I really don't want to go into a piss contest with you, but:
- What you advocate is the problem Clayton's article tries to address. Your approach will kill the goose that lays the golden eggs.
- You emphasize the wrong thing, the return ratio, while other people prefer to measure it in the amount of money returned. That's what get the U.S. auto industry in trouble, as one executive put it clearly: "we spent all the efforts in the bottom line in cost cutting but ignored the top line revenue expansion. It got good ROI in the short term but destroyed the industry in the long term."
- You also missed his other quote, "use the return on assets ratio if cash is scarce. But if there is actually a lot of cash, ... economize on something that is abundant." Think about that for a moment in how to grow a business and why founders raise VC money in return for a lower return rate on their part.

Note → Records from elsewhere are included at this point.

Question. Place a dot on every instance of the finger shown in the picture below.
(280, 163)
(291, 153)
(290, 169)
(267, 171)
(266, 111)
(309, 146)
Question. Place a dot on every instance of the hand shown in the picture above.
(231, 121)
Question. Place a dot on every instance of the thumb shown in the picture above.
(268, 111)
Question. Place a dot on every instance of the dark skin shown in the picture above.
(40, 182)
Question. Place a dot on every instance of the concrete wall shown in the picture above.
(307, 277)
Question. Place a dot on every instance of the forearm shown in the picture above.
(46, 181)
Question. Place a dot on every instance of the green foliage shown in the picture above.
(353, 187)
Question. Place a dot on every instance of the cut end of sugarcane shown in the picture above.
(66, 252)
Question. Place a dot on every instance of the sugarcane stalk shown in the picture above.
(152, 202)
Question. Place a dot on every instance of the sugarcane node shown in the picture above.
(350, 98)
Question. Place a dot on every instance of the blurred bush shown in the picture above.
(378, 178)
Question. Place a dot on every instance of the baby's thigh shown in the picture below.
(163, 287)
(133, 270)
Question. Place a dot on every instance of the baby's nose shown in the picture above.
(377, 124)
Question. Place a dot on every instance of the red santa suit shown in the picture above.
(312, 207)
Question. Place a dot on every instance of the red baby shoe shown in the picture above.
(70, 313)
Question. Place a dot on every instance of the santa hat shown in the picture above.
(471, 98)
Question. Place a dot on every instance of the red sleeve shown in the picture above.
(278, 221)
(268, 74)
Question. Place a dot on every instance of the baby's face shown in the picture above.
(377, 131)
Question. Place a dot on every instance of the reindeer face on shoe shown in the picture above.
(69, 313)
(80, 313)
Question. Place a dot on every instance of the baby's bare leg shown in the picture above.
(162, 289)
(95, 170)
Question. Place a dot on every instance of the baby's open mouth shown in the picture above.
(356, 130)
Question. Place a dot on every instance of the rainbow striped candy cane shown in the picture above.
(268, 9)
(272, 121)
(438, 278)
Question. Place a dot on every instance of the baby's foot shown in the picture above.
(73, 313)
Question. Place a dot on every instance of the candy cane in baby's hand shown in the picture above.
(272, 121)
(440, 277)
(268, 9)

- I am not their guys, as you implied in "you guys."
- Your fascination with State control system has no bearing in this discussion since the Chinese companies in discussion are in Taiwan. If your intent is to prove the Chinese economic system is inferior, you are barking up the wrong tree.
- Even U.S. has government managed economy - the Fed manages the economy via various monetary policies. And the Fed's mandate is not highest ROI. It's to have a robust economy that provides good employment.
- I read your example aplenty. What you don't understand is there're many ways to make money. Having the highest ROI is not the one rule to rules them all. Supermarkets have terrible ROI with razor thin margin yet they make lots of money for their owners. From your rational, everyone should become a hairdresser for its high ROI but no one would create the supermarket business.
Anyway, I've spent more than enough time on this and that's the end of my part of the discussion.